English Amiga Board


Go Back   English Amiga Board > Coders > Coders. Asm / Hardware

 
 
Thread Tools
Old 11 September 2018, 17:36   #481
grond
Registered User

 
Join Date: Jun 2015
Location: Germany
Posts: 450
If you really want data on binary sizes, have a look at old linux distributions that were available for m68k and i386. Just pick a good sample of packages that include mostly executable code and have a look at the file sizes. I'm pretty sure that m68k will have better code density than i386. Of course, the result will be skewed by the unknown effects of gcc/i386 vs. gcc/m68k. Presumably the latter didn't get as much love.

Unfortunately this sort of information is difficult to find today on the internet. I looked around in debian online resources and didn't find anything that still had m68k packages and eventually lost interest. Perhaps one of you guys wants to pick it up...
grond is offline  
Old 11 September 2018, 17:40   #482
roondar
Registered User

 
Join Date: Jul 2015
Location: The Netherlands
Posts: 474
Quote:
Originally Posted by litwr View Post
A very impressive technique! But it is not exactly like a C-switch statement which needs to check a value and if it is not matched to go to the next case position.
Of course, hence I said 'often' and not 'always'


Not all switches are compatible with this style, but you'd be surprised by how often it's possible to convert them into this type of indirect jump.
roondar is offline  
Old 11 September 2018, 17:47   #483
meynaf
son of 68k
meynaf's Avatar
 
Join Date: Nov 2007
Location: Lyon / France
Age: 45
Posts: 3,137
Quote:
Originally Posted by litwr View Post
Indeed but it will require much more than 14 cycles.
Not a problem, we've got more Mhz


Quote:
Originally Posted by litwr View Post
My point: x86 segment registers are not registers in the full sense but they were just temporary means, 68000 address registers don't have all functionality of GPR but they are forever.
Segment registers were not temporary. They are still supported today, even if it's just in compatibility modes.
During that time more features could be added to 68000 address registers - which they unfortunately didn't do.

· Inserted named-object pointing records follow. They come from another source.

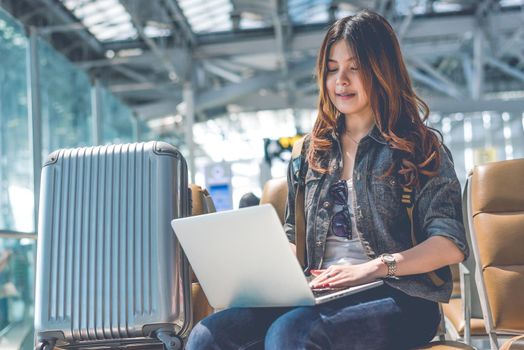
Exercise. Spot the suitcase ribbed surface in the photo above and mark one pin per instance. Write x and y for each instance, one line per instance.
(101, 250)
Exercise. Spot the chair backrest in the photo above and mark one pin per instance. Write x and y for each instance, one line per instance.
(275, 193)
(496, 220)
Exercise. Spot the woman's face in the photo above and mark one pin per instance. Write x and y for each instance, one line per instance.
(344, 84)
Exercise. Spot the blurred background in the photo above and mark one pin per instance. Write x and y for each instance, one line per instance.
(231, 84)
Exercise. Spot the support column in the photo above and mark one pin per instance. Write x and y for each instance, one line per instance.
(189, 99)
(97, 113)
(35, 117)
(478, 64)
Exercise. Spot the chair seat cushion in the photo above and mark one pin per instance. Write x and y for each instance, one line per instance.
(516, 343)
(446, 345)
(453, 312)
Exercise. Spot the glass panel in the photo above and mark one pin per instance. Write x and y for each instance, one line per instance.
(66, 102)
(16, 188)
(16, 292)
(117, 120)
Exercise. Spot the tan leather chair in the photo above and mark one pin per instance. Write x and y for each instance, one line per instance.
(495, 204)
(275, 193)
(201, 204)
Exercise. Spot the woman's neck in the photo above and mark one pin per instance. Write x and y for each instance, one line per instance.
(358, 126)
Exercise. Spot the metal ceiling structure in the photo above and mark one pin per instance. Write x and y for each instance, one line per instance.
(242, 55)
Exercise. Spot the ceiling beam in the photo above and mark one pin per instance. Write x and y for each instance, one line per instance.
(64, 15)
(180, 19)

Now I must add that x86's registers aren't GPR either.
Are SI, DI, BP true GPR ? Nope. You can't byte access them, for example. In some way, they are... address registers


Quote:
Originally Posted by litwr View Post
It is you again who tries to suggest something. I can even begin to thing that you feel something wrong against 68000. I can repeat my point - a processor (and cheetah) must be fast.
A processor must be fast, true, but it depends more on the actual implementation. And implementation isn't my point here.


Quote:
Originally Posted by litwr View Post
IMHO it is much better to have one bigger stack than two separate stack areas.
In a multitasking environment it's not one bigger stack, but many. You have 10 processes => 10 bigger stacks.


Quote:
Originally Posted by litwr View Post
Those instructions are separated from others and can be easily replaced.
That's only for 64-bit mode. In 16 or 32 bit modes, they're still here and can't be replaced. You can't just remove them and still be perfectly compatible.


Quote:
Originally Posted by litwr View Post
Maybe for those ppl who like to run old OS like MS-DOS but modern OS don't use them. It is even impossible to use them with x86-64.
Modern OS still boot from BIOS which starts with CS=FFFF and IP=0000.
I'm not sure boot block isn't still in 16-bit mode.


Quote:
Originally Posted by litwr View Post
It is just another indirect proof. You can't compare 1 MB data byte-by-byte. It is quite possible that some 680000 routines are a bit smaller but it is possible that some routines are smaller for x86. However you almost convinced me that 68000 code density is very close to 8086 and may be even a bit better.
It's not 68000 code, but 68020. Neither is it 8086 code, it wouldn't run on 8086 anyway - too slow, not enough memory.
And it's true 68020 code is (slightly) smaller than 68000 code (while 80386 code is bigger than 8086). But the difference can't account for the *1.5 I regularly observed.

Comparing byte-by-byte isn't necessary, just check where individual routines are located.
And I know the entry point of many routines. Every time i checked, 68k code was smaller.

Some little extract for you, with 6 different game versions (Mac 68k 1.0 en, PC 1.0 en, PC 1.0 fr, PC 2.0 fr, PC 2.1 en, PC 2.1 pl) :
Code:
464e4	439190	49546b	43b7d4	423760	456ae0	GetRandomNumTroops__4gameFi
46b52	439865	495B40	43BEA9	423E50	457190	NextPlayer__4gameFv
46fd0	439E0E	4960EA	43C440	4243F0	4576C0	ComputeDailyGold__4gameFi
4744e	43A244	496520	43C872	424830	457A50	PerDay__4gameFv
47a90	43ABC4	496EA0	43D21C	4251E0	458460	PerWeek__4gameFv
48ad8	43C45C	498739	43ED56	426D20	45A0C0	PerMonth__4gameFv
Note : windows versions. Dos exes are bigger due to dos/4g.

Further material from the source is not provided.